Finally, we expand the left-variants from a single variant to all the strongly associated variants (P <= 1e-6) and compare them with all the moderately significant variants. Keep in mind that the complexity goes up as the product of the number of variants (left and right) that overlap in the region defined by #maxdist# then times the number of samples (PNs). Hence, it is important to select these parameters in a thoughtful manner!
%%gor
$gordefs
$gwasdefs
create #leftvars# = gor #gwas# | where P <= 1e-6 | select chrom,pos,ref,alt,p,or;
create #allvars# = gor #gwas# | where P <= 1e-4 | select chrom,pos,ref,alt,p,or;
create #ld# = pgor [#allvars#] | varjoin -r <(gor #hgt#)

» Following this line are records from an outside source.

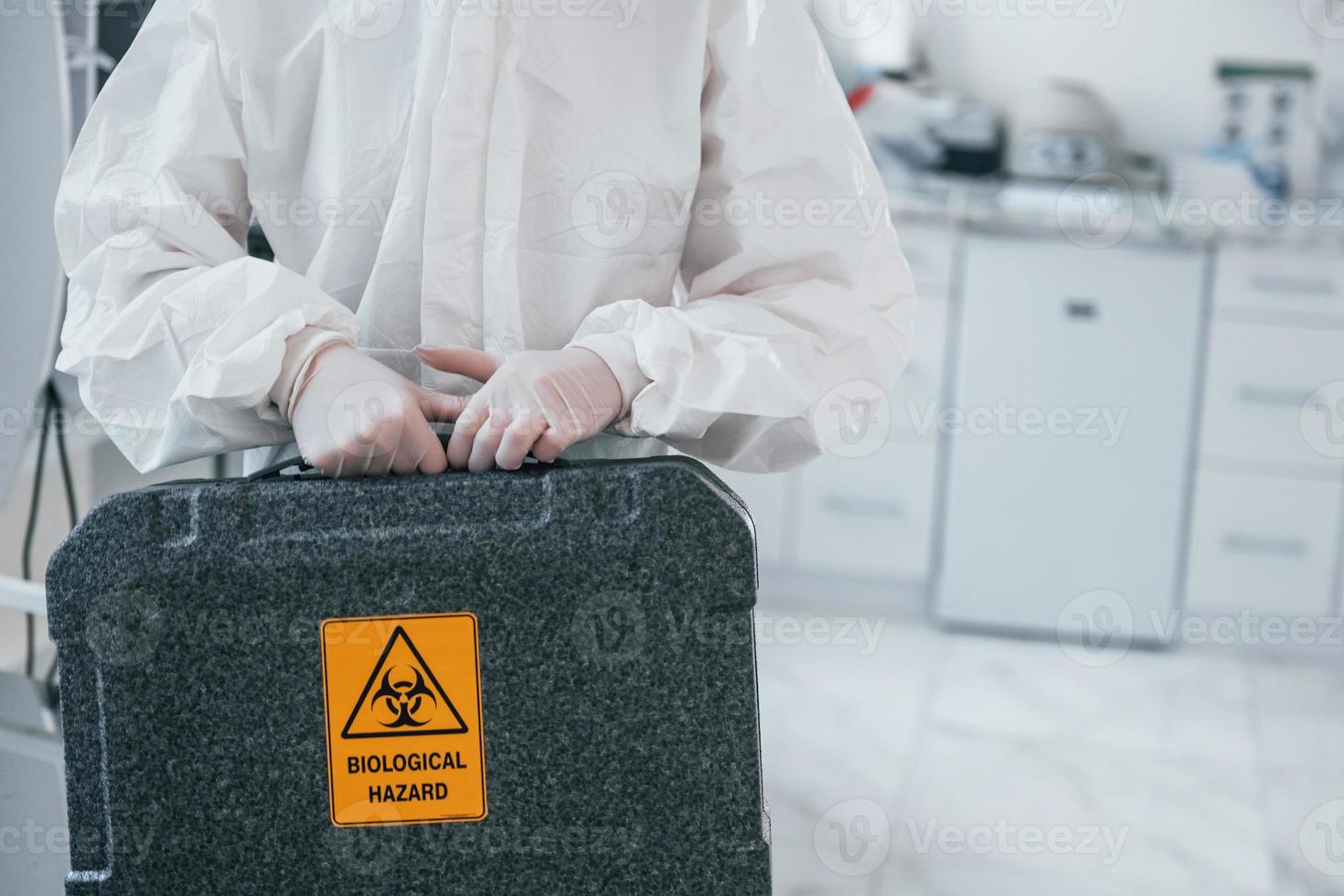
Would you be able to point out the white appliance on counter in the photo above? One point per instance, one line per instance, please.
(1078, 378)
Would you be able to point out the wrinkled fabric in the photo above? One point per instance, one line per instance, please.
(675, 186)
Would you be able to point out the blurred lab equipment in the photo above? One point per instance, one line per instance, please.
(1063, 132)
(33, 146)
(915, 128)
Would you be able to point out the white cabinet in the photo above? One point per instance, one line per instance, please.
(1280, 281)
(917, 398)
(869, 517)
(1077, 374)
(1267, 506)
(1260, 377)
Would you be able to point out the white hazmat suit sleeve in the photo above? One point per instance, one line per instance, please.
(176, 336)
(795, 277)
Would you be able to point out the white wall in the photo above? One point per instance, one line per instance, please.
(1152, 59)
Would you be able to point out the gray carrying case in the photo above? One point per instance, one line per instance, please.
(613, 726)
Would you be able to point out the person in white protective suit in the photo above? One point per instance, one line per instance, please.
(637, 223)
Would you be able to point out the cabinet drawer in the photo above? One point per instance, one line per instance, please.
(1280, 281)
(929, 251)
(1264, 544)
(1258, 380)
(869, 517)
(918, 397)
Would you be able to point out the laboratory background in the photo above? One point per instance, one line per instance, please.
(1063, 615)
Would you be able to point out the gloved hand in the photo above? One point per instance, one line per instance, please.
(352, 418)
(539, 402)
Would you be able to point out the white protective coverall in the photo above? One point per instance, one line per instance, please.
(674, 185)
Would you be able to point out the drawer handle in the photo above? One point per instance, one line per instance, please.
(1272, 397)
(1264, 546)
(863, 507)
(1315, 286)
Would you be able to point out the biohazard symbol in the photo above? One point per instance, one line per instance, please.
(402, 698)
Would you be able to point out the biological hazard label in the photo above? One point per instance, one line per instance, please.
(405, 739)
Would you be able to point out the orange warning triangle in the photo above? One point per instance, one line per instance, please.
(402, 698)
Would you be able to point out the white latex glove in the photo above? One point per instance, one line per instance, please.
(539, 402)
(354, 418)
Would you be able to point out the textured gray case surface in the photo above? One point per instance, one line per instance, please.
(617, 677)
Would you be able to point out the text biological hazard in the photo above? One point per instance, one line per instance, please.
(405, 738)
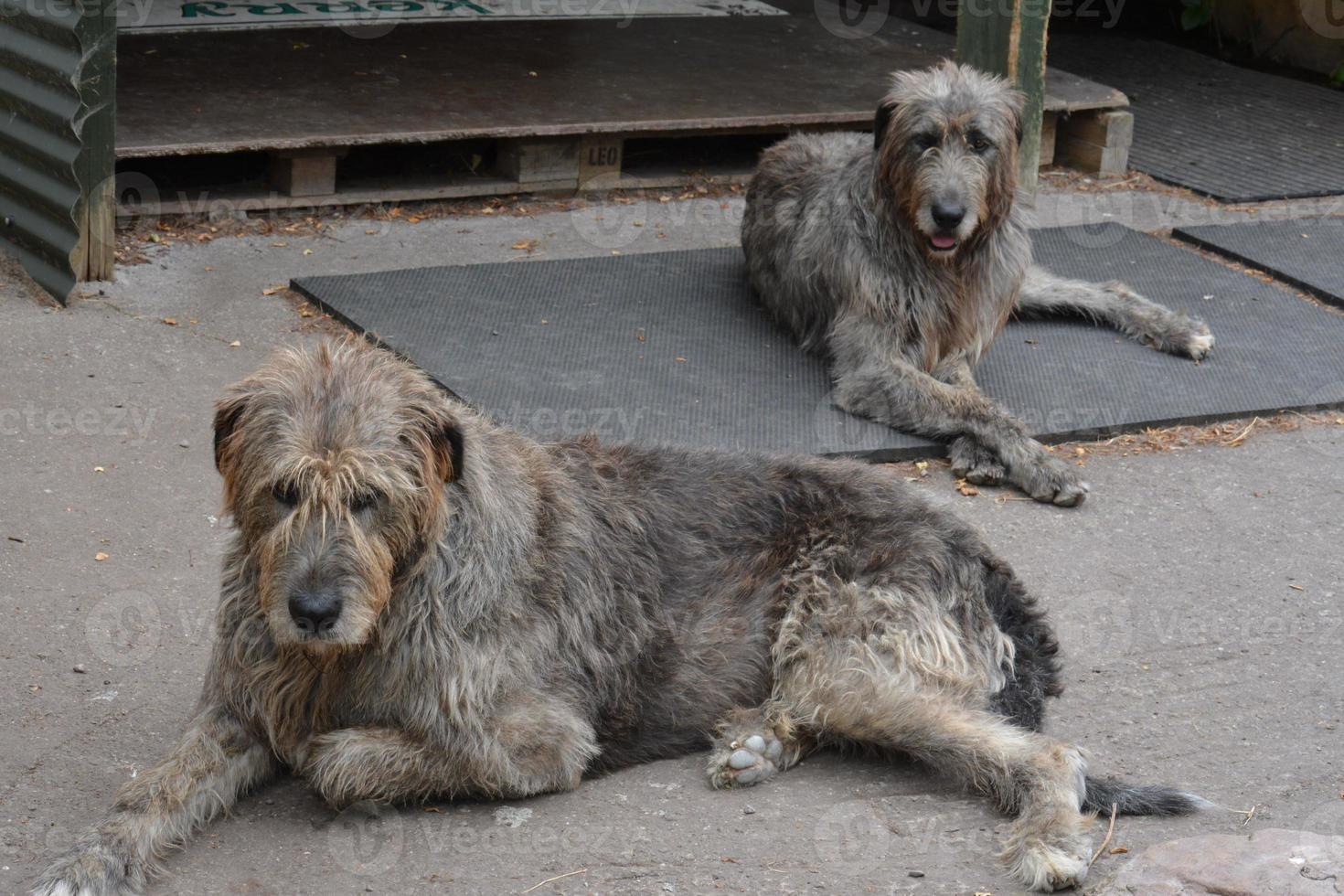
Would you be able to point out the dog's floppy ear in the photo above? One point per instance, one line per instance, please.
(438, 438)
(880, 121)
(446, 445)
(229, 411)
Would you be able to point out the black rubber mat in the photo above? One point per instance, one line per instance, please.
(1221, 131)
(1308, 254)
(672, 347)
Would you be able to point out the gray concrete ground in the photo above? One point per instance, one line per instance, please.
(1197, 595)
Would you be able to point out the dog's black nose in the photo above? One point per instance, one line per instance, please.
(315, 613)
(948, 215)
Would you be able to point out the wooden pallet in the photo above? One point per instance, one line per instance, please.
(555, 102)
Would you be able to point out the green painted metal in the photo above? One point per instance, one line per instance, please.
(57, 142)
(1008, 37)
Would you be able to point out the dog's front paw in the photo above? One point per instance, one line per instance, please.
(975, 464)
(746, 761)
(1199, 343)
(342, 766)
(1049, 480)
(93, 868)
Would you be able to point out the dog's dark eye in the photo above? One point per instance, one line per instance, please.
(285, 493)
(362, 501)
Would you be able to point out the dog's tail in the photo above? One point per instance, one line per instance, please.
(1140, 799)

| csvsel -gc ref,alt,p,or -vs 1 #buckets# <(nor #buckets# | select pn)
| varjoin -r -l -e 0 <(gor [#leftvars#] | select 1-4 | calc useonlyasleftvar 1)
| gtld -f #maxdist# -sum -calc;
gor [#ld#] | select 1-alt,p,or,distance-altx,px,orx,ld_dp,ld_r
Query ran in 0.09 sec Query fetched 119,899 rows in 0.51 sec (total time 0.60 sec)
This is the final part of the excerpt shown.